The business and affairs of Vital Digital Global Corp. ("The Company") are managed under the direction of the Board of Directors. The Company's Board believes that sound corporate governance practices provide an important framework to assist the Board in fulfilling its responsibilities. Accordingly, the Board has formally adopted corporate governance guidelines relating to its functions, structure and operations. These guidelines, which the Board reviews periodically, are set forth below. Each Director stands in a fiduciary relationship to the Company and must perform his/her duties as a director in good faith, in a manner he/she reasonably believes to be in the best interests of the Company and with such care (including reasonable inquiry), skill and diligence as a person of reasonable prudence would use under similar circumstances. These guidelines are not intended to change or interpret any law or regulation, or the Certificate of Incorporation or Bylaws of the Company.


2a Approval of Major Strategies and Financial Objectives.

Each year the Board will review and approve the Company's business goals and strategic plans and will regularly monitor performance and progress against these plans throughout the year. In this role, the Board will strive to act as an effective advisor and counselor to senior management, focusing on strategy and direction, and avoiding involvement in operational management. In addition, the Board will review and approve or disapprove (1) any action that would significantly change the financial structure or control of the Company, (2) the acquisition or disposition of any significant business or (3) the entry of the Company into a major new line of business.

2b Executive Management Development and Succession.

The Board will devote sufficient time to become familiar with the senior leadership team of the Company, and will review annually, with the Chief Executive Officer, senior management succession planning and development. Contingency plans will be available to assure the smooth transition of management functions in the event of the unexpected loss of any senior manager in the Company.

2c Board Orientation, Continuing Education and Evaluation.

Most members of the Company's Board have an extensive history of involvement with the Company. They and Company management will work closely with new members to assure that new members understand the Company's businesses. If a director would like formal director training at a college or university, the Company will cover the fees and costs. There is no formal director evaluation process.

2d Director Compensation.

The Board will periodically review the Company's director compensation compared with that of companies of similar size and scope to ensure that such compensation is reasonable and competitive. Director compensation shall be limited to cash and equity awards that comply with the Board's policies on such matters, and the amount of which will be reported to the shareholders annually. No other form of compensation (deferred or otherwise), benefits or indirect remuneration will be permitted.


3a Number and selection of Directors.

The Board will normally consist of such number of directors, and be elected by the various classes of the Company's stock, as is set forth in the Company's Certificate of Incorporation and By-Laws. Currently the number of authorized directors is nine. Each member of the Audit Committee will be an "independent director" as that term is defined by the New York Stock Exchange Listing Standards (the "Standards") and Securities and Exchange Commission rules and regulations.
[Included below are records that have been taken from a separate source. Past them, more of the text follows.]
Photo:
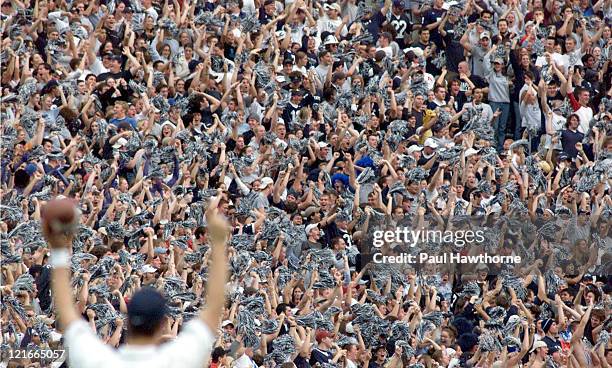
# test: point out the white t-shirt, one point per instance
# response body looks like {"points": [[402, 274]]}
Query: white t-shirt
{"points": [[331, 25], [191, 348]]}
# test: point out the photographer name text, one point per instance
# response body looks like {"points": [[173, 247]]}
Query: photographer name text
{"points": [[445, 258]]}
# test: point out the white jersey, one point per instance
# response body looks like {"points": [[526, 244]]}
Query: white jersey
{"points": [[191, 348]]}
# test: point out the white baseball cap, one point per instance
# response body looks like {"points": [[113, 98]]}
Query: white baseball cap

3b Committees of the Board.

The Board shall have at least three subcommittees: Executive, Audit and Compensation. Additional committees may be formed and disbanded as required by the whole Board. In consultation with the Chief Executive Officer, the Board will determine the responsibilities and membership of its committees. A committee chair, in consultation with committee members and in accordance with the charter, will determine the frequency and length of the meetings of the committee, but the Compensation Committee will meet at least two times per year and the Audit Committee will meet at least four times per year. Each committee shall have a written charter all of which shall be in compliance with the applicable rules and regulations of the Securities and Exchange Commission and the Standards. These committees will support the Board as a whole, and all major decisions reached by the Board committees will be reported to the Board at the following Board meeting.


4a Number of Meetings.

Regular meetings of the Board are held four times per year; however, the Board will meet as frequently as needed for directors to properly discharge their responsibilities. During at least one Board meeting, time will be set aside for the non-management directors to meet as a group. The non-management directors may decide to meet on a more regular basis. The Chair of the Audit Committee shall act as the "Lead Director" to facilitate and lead these sessions.

4b Conduct of Meetings.

Board meetings will be conducted in a manner that encourages open communication, meaningful participation and timely resolution of issues. Each Director is expected to prepare for each Board or committee meeting so as to enable him/her to be an informed participant at each meeting. Directors should receive materials concerning matters to be acted at a meeting, sufficiently in advance of the meeting to allow him/her to adequately prepare for the meeting. Directors are expected to have thoroughly reviewed all materials before the meeting so that they are able to ask meaningful questions and provide the Company with appropriate guidance and insights.

4c Board Access to Senior Management

Board members have complete access to Vital Digital Global Corp. senior management. Board members will use prudent judgment to be sure that contact with management is not distracting to the Company's business operations and that the Chief Executive Officer is appropriately informed.

4d Counsel and Advisors.

The Board and each of its committees may retain outside legal counsel and other advisors at their discretion and at the expense of the Company.

4e Attendance and Availability.

Each director should make every reasonable effort to attend each meeting of the Board and any Committee of which the director is a member, and to be reasonably available to management and the other directors for consultation between meetings.

5. ADHERENCE TO Vital Digital Global Corp. CODE OF CONDUCT

Vital Digital Global Corp.'s Code of Conduct will guide the Board in its actions and deliberations and the overall direction of the Company. Only the Board, or the Audit Committee, may waive a provision of the Code of Conduct for a Director or Executive Officer of the Company. Neither the Board, nor the Audit Committee, will waive any provision of the Code of Conduct, nor create any exceptions, except in compliance with applicable laws and rules and regulations, including those of the Standards.


All correspondence from shareholders addressed to any or all non-management directors should be sent to the Company's principal executive offices. All such correspondence will be logged in by the Corporate Secretary and forwarded to the Chair of the Audit Committee. The Chair of the Audit Committee will deliver a summary of such correspondence to the full Board if he/she deems it appropriate at its next regularly scheduled meeting. Any director may review the log and correspondence and request copies of the correspondence.